The aim of the warmline is to provide low-barrier access to these prescriptions for communities that are disproportionally impacted by opioid use disorder, including the community around Penn. Since receiving the grant from IBX, Penn Medicine has been working to provide additional care and improve awareness for community members so that they can seek opioid use treatment by simply walking into the emergency room. 

"What we're seeing is that people are presenting differently in our own community," Perrone said. She noted that many patients admit to taking oral Percocet, and do not realize that what they're taking is really fentanyl pressed down into a tablet. The emergency department also provides the overdose antidote Narcan and fentanyl testing. 

The Center for Addiction Medication and Policy is looking for community members to join the program's advisory board. CareConnect organizers want to find ways to be more culturally sensitive when educating communities about the benefits of buprenorphine and dispel common misconceptions about medication treatment for opioid use disorder.

"Globally, many people don't recognize that medications for opioid use greatly reduce the risk of overdose," Perrone said. "Many people worry about the risk of substituting one drug for another. Being able to frame that and understand that buprenorphine is not replacing one drug with another, but is actually a medication to treat a chronic disease." 

More than 100,000 Americans died of drug overdoses in 2021, according to the Centers for Disease Control and Prevention. The overdose rate set another record in terms of overall overdose deaths since the beginning of the opioid epidemic. The total translates to nearly one overdose death every five minutes throughout the year. 

Philadelphia has been among the cities hardest hit by the opioid epidemic. An estimated 1,250 people died of overdoses in the city in 2021. In recent years, about 4 of 5 overdose deaths involved fentanyl, a particularly potent synthetic opioid. 

The CareConnect warmline also works with those leaving incarceration and reentering society. Incarcerated people can sometimes receive medication services for opioid use while they are in prison, though that care ends when they reenter. 

CareConnect works with reentry organization to help bridge that gap, providing prescriptions and other recovery services to help continue their care. 

Since beginning CareConnect, Penn Medicine has been able to help more than 150 patients. Perrone said she hopes that with the additional grant funding, they will be able to support more people experiencing opioid use disorder throughout the city. 

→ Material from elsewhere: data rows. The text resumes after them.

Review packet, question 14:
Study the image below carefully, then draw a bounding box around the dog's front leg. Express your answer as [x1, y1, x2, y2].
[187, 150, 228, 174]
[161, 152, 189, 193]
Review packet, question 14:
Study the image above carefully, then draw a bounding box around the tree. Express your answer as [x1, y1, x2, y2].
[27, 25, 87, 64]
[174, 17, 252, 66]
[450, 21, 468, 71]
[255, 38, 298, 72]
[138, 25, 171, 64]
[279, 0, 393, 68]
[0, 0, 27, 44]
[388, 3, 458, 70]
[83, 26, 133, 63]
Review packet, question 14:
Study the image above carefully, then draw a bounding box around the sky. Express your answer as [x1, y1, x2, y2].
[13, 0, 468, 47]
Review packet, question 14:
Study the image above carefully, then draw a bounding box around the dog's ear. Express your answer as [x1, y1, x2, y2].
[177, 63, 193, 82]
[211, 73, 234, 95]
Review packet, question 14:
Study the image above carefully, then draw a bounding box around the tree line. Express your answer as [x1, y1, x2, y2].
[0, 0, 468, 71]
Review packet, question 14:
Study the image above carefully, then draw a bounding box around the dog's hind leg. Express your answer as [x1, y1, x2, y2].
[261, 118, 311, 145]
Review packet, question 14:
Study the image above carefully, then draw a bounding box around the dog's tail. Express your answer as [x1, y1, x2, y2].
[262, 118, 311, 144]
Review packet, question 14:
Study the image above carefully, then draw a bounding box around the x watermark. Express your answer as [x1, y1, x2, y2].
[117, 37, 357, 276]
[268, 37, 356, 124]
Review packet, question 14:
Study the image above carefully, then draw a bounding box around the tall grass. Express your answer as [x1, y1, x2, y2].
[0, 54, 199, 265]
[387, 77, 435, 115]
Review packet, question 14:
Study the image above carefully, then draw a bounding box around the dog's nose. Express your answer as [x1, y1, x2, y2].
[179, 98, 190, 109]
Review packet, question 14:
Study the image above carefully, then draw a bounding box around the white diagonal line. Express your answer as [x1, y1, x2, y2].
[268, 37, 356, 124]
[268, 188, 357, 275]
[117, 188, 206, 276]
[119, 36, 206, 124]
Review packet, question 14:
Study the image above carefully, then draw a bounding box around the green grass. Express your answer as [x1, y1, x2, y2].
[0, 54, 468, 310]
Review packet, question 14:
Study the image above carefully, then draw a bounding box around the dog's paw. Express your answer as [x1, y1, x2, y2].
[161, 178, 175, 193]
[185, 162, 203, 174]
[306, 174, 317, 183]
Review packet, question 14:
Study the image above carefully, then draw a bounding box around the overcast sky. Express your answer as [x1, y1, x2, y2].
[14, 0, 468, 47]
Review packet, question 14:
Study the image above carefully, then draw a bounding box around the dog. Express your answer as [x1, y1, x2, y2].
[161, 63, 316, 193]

“We chose to support the CareConnect initiative because it addresses opioid use disorder, which is one of our city’s greatest public health issues,” said Dr. Rodrigo Cerdá, senior Vice President of health services and chief medical officer at IBX. “Philadelphia has the highest unintentional overdose fatality rates among large cities in the United States. It’s a complex problem that the Penn Medicine team is proposing to meet with a multi-pronged approach that incorporates warm handoffs, community-based outreach, and technology to ensure better navigation and access to lifesaving medication and other recovery services. Bringing this care to members where they are will hopefully make it easier for them to benefit from it.”

In addition to CareConnect, IBX awarded Clinical Care Innovation Grants to five other projects undertaken by health care systems in the Philadelphia region. Each project received $200,000 to support its expansion. 

Two other Penn Medicine projects also received grants, including one that has implemented urgent care for the early stages of pregnancy, including follow-up care for those who experience miscarriages. The other is an AI-chatbot from the Center for Digital Health that answers questions new mothers have about themselves and their babies. 

Other grant recipients include a program from Trinity Health Mid-Atlantic that aims to provide a caregiver support model for patients experiencing long-term, serious illness. 

At Jefferson Health, an advanced care program for patients with dementia uses telehealth to provide palliative care. Temple Health's "I COPE MORE" program uses a screening tool to identify at-risk patients experiencing behavior health issues related to social issues and chronic disease.